Threshold-Ordinal Surface (TOS)

• Threshold-Ordinal Surface (TOS) is an event-driven, ordinal-valued representation that encodes temporal recency to enable fast, decoupled corner detection in event-based cameras.
• It updates pixel values using an age-based decrement mechanism, transforming asynchronous events into a pseudo-intensity image suitable for standard Harris corner detection.
• The NMC-TOS architecture leverages near-memory computing and DVFS to accelerate patch updates and reduce energy consumption, crucial for real-time edge processing.

The Threshold-Ordinal Surface (TOS) is an event-driven, ordinal-valued representation developed for efficient corner detection in event-based camera (EBC) vision systems. It encodes the temporal "novelty" or recency of events at each pixel, facilitating the use of standard corner detection algorithms in the asynchronous data regime characteristic of EBCs. TOS supersedes traditional time-stamp-based surfaces by offering a pseudo-intensity image amenable to fast, decoupled corner detection and hardware acceleration, notably within near-memory architectures for edge computing environments (Shang et al., 2 Dec 2025).

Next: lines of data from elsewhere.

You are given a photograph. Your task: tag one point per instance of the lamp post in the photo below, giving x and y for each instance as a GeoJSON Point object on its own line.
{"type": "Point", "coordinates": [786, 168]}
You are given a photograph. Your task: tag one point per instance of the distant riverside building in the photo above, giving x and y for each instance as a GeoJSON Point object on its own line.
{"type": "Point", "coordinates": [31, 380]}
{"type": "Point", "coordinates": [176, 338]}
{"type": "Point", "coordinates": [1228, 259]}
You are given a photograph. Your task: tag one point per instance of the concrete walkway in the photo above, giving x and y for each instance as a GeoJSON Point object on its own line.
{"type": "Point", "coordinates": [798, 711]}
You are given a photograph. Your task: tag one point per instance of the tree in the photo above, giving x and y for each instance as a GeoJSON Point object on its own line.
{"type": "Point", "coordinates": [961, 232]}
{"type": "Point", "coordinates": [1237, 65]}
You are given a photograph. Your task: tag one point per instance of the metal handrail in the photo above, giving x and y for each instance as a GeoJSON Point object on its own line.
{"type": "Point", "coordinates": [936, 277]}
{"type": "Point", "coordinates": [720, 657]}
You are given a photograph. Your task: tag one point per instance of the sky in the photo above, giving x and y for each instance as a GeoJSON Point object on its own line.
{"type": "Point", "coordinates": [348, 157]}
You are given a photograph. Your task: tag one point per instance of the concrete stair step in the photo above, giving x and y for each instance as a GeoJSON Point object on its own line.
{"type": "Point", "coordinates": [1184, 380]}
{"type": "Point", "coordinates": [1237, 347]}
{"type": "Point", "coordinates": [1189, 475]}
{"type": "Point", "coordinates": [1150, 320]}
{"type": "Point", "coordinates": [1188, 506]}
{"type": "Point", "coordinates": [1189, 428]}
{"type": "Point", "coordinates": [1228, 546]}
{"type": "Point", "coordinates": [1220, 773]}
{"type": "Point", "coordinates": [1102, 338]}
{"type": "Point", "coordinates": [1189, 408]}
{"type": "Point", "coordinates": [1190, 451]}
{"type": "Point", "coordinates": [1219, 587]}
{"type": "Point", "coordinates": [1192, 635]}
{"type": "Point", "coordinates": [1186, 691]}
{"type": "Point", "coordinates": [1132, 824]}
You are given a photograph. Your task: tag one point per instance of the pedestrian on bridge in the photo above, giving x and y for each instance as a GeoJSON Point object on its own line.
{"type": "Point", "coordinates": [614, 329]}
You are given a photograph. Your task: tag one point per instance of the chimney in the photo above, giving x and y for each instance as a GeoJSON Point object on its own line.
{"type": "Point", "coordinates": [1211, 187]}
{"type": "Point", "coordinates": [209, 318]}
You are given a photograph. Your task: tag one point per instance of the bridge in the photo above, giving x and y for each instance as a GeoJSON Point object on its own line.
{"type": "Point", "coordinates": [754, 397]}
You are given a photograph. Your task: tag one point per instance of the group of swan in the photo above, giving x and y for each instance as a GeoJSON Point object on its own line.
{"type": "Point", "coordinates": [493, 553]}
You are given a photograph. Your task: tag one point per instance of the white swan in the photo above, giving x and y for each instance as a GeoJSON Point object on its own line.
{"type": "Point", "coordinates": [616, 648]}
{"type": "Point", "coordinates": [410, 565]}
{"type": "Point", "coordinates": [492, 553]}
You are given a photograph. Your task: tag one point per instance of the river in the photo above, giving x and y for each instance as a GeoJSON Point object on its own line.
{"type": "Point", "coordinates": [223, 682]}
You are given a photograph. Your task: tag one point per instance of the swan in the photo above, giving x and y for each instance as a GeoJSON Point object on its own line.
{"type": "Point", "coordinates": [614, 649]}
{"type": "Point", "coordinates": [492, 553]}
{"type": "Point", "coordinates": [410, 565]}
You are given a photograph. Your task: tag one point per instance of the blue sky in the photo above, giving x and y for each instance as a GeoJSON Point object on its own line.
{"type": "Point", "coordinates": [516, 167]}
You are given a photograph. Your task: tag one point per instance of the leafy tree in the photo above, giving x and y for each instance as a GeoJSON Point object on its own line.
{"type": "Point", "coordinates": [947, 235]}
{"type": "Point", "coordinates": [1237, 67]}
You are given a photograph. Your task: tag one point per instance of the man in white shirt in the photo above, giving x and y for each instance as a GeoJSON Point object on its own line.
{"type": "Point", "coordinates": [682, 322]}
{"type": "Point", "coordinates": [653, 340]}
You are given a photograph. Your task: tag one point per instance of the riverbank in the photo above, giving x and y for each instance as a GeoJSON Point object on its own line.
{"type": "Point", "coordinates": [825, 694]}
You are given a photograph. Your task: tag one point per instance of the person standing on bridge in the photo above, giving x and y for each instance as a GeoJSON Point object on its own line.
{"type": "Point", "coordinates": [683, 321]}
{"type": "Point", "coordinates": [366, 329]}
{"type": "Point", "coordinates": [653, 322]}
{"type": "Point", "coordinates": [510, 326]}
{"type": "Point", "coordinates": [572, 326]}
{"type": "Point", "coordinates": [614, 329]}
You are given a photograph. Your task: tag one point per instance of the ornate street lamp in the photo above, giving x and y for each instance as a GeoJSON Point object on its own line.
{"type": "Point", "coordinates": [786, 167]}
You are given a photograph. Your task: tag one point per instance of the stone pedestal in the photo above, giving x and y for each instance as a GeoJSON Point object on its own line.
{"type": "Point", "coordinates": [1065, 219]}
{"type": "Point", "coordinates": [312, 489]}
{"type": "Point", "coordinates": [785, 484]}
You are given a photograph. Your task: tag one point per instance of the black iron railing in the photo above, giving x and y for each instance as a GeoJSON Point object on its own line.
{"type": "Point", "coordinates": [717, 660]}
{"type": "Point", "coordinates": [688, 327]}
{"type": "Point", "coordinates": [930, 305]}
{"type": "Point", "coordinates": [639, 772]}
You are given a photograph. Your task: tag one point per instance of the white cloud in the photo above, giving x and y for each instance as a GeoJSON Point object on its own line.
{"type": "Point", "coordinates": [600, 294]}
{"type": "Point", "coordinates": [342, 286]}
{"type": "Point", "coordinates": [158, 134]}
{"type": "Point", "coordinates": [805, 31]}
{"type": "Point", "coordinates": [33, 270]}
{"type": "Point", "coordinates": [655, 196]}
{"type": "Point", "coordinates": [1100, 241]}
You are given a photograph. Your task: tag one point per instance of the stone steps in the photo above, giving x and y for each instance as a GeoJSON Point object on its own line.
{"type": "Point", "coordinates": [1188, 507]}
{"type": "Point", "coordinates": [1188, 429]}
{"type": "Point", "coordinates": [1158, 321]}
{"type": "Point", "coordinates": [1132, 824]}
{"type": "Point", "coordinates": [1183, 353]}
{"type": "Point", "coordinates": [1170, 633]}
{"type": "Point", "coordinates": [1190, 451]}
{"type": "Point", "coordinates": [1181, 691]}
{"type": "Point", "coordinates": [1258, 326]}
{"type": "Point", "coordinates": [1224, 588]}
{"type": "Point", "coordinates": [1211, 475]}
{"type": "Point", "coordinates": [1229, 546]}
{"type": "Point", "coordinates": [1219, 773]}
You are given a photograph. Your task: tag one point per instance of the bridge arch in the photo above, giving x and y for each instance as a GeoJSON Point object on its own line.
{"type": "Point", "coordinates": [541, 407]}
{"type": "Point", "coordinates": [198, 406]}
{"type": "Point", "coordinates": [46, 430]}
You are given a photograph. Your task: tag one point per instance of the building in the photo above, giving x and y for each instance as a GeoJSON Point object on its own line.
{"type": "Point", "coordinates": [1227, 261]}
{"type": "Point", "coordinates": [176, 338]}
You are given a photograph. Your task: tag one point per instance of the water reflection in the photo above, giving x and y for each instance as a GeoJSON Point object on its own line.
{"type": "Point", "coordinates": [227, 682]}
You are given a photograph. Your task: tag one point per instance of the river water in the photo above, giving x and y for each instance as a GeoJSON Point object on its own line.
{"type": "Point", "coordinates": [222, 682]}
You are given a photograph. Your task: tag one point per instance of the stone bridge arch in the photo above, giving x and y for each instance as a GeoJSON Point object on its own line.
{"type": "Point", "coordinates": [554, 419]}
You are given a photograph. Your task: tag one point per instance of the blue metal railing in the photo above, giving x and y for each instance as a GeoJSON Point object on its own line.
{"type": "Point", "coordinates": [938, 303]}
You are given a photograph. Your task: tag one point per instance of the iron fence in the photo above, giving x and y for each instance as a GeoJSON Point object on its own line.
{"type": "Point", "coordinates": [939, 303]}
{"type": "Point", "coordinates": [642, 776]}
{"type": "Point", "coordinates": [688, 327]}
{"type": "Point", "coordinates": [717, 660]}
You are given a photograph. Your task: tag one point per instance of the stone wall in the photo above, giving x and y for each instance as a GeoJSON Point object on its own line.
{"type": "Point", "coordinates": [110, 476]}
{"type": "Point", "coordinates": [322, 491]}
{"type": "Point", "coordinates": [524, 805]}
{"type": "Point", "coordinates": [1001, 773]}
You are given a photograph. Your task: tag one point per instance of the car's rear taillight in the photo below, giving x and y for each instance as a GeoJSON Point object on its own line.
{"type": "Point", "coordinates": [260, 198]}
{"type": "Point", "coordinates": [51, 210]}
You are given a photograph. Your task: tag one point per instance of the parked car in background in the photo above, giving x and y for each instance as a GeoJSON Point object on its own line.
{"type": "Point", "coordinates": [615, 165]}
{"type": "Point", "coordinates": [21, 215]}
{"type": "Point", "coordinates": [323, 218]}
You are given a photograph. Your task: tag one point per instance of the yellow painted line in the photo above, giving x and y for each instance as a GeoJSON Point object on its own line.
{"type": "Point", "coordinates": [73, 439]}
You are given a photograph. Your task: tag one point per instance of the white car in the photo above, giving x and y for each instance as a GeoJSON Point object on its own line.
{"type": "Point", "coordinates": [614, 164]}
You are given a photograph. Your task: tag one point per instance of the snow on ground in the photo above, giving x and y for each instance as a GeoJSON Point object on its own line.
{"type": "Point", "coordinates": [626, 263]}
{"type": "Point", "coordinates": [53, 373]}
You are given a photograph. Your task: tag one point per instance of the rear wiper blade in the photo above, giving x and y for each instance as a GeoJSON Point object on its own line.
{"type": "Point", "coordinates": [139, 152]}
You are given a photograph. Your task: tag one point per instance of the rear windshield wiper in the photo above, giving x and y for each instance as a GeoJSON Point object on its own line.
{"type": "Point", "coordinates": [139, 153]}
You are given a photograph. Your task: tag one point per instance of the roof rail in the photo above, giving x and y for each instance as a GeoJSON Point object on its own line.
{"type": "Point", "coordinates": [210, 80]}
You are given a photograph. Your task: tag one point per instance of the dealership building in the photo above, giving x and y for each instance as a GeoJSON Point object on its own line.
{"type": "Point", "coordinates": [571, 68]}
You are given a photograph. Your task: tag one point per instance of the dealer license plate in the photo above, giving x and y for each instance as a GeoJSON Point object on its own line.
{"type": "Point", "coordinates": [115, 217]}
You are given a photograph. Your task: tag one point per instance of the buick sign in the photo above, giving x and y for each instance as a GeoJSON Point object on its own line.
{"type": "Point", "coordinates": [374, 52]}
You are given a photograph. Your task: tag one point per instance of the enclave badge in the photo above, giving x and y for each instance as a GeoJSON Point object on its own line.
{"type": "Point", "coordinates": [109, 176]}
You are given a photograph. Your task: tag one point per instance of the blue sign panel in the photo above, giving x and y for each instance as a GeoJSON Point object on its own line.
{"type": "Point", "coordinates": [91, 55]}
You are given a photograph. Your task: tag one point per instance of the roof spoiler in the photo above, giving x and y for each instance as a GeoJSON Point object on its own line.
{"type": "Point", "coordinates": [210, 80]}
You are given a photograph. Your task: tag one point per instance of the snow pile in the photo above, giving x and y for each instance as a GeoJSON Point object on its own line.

1. Motivation and Representation

The TOS model addresses core limitations of the classical Surface of Active Events (SAE) in corner detection for EBC data. Because EBCs emit events only on brightness changes, pixel-wise time stamps inadequately capture local structure critical for corner detection. TOS replaces this with an 8-bit unsigned integer at every pixel, which is updated to reflect how recently an event occurred.

Upon arrival of a new event $v = (v_x, v_y, v_t)$, a local $P \times P$ patch centered at $(v_x, v_y)$ is aged: each pixel in the patch decrements its TOS value by one. If the decremented value falls below a threshold TH (e.g., $\mathrm{TH} \approx 225$), it is set to zero. The central pixel’s TOS value is then reset to 255, indicating maximal novelty. This operation transforms the event stream into a spatially localized, ordinal surface encoding recency, approximating a synthetic intensity image suitable for classical frame-based operators (Shang et al., 2 Dec 2025).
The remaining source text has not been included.